More Principles of Graphical Excellence

 

Adapted from Frank E. Harrell Jr. on graphics:  http://biostat.mc.vanderbilt.edu/twiki/pub/Main/StatGraphCourse/graphscourse.pdf ]

Exclude Unneeded Dimensions

 

 

 

 

Source: Cotter DJ, et al. (2004) Hematocrit was not validated as a surrogate endpoint for survival among epoetin-treated hemodialysis patients. Journal of Clinical Epidemiology 57:1086-1095, Figure 2.

 

Source: Roeder K (1994) DNA fingerprinting: A review of the controversy (with discussion). Statistical Science 9:222-278, Figure 4.

These 3-dimensional techniques distort the data and actually interfere with our ability to make accurate comparisons. The distortion caused by 3-dimensional elements can be particularly severe when the graphic is slanted at an angle or when the viewer tends to compare ends up unwittingly comparing the areas of the ink rather than the heights of the bars.

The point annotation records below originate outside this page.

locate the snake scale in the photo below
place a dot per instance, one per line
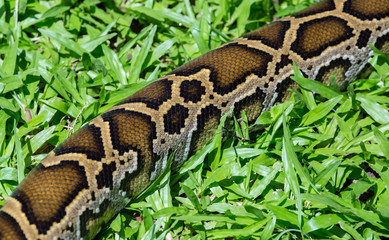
(92, 175)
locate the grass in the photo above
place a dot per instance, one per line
(317, 170)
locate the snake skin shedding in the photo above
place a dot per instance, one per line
(92, 175)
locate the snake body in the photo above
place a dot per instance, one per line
(87, 179)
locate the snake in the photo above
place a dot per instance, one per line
(94, 173)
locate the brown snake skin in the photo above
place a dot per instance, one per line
(94, 173)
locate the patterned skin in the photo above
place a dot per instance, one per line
(93, 174)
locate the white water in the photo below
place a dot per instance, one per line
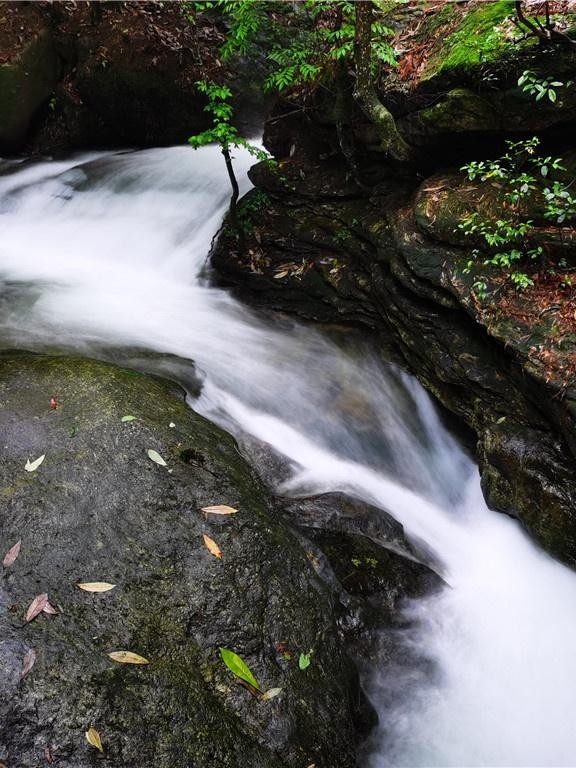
(104, 253)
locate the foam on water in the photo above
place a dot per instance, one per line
(105, 252)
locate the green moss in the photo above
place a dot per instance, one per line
(479, 38)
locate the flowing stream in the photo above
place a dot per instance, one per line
(105, 254)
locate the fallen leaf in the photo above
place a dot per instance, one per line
(12, 554)
(211, 546)
(155, 456)
(270, 694)
(27, 663)
(127, 657)
(36, 606)
(219, 509)
(96, 586)
(93, 738)
(238, 667)
(33, 465)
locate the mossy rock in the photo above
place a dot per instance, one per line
(99, 509)
(25, 85)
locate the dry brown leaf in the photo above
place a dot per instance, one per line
(93, 738)
(50, 610)
(36, 606)
(211, 546)
(127, 657)
(27, 663)
(96, 586)
(12, 554)
(219, 509)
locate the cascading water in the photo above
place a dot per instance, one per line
(104, 254)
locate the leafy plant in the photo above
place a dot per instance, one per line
(539, 87)
(522, 175)
(224, 133)
(238, 667)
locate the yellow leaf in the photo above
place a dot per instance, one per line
(211, 546)
(219, 509)
(96, 586)
(93, 738)
(127, 657)
(32, 466)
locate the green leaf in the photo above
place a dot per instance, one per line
(238, 667)
(271, 694)
(156, 458)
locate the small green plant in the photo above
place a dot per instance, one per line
(342, 236)
(523, 175)
(238, 667)
(539, 87)
(249, 206)
(224, 133)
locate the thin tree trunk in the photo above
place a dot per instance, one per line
(233, 209)
(365, 94)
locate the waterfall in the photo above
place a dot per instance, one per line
(105, 255)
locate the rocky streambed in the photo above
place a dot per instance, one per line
(97, 508)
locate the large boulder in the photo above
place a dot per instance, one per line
(99, 509)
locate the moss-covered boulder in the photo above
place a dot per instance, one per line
(99, 509)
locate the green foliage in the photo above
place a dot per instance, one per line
(539, 87)
(523, 176)
(325, 40)
(238, 667)
(480, 37)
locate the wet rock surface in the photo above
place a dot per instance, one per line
(98, 509)
(381, 259)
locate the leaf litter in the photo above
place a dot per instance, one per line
(12, 554)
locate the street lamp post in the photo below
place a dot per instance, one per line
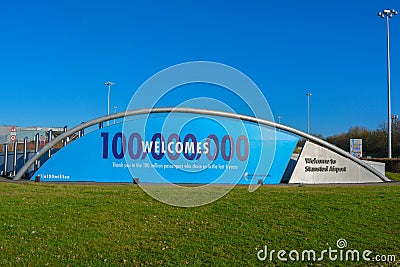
(308, 107)
(387, 13)
(108, 99)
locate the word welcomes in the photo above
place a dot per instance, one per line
(174, 146)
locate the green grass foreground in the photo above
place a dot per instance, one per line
(113, 225)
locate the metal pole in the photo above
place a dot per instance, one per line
(389, 102)
(49, 138)
(15, 158)
(36, 151)
(108, 98)
(115, 111)
(25, 149)
(387, 13)
(5, 158)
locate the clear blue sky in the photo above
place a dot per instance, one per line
(56, 56)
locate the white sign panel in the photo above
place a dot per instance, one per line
(319, 165)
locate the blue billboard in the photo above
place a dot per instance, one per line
(175, 148)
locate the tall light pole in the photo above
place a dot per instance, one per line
(387, 13)
(108, 99)
(308, 107)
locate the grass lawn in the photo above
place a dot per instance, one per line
(113, 225)
(393, 176)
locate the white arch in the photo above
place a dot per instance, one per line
(129, 113)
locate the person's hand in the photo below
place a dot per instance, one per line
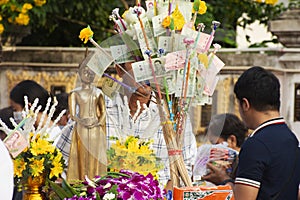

It is much easier to make comparisons with a chart like the one below.

definition of tabular data presentation

Source: Huang, C, Guo C, Nichols C, Chen S, Martorell R. Elevated levels of protein in urine in adulthood after exposure to

the Chinese famine of 1959–61 during gestation and the early postnatal period. Int. J. Epidemiol. (2014) 43 (6): 1806-1814 .

Omit "Chart Junk"

Consider these two examples.

Hash lines are what E.R. Tufte refers to as "chart junk."

 

This graphic uses unnecessary bar graphs, pointless and annoying cross-hatching, and labels with incomplete abbreviations. The cluttered legend expands the inadequate bar labels, but it is difficult to go back and forth from the legend to the bar graph, and the use of all uppercase letters is visually unappealing.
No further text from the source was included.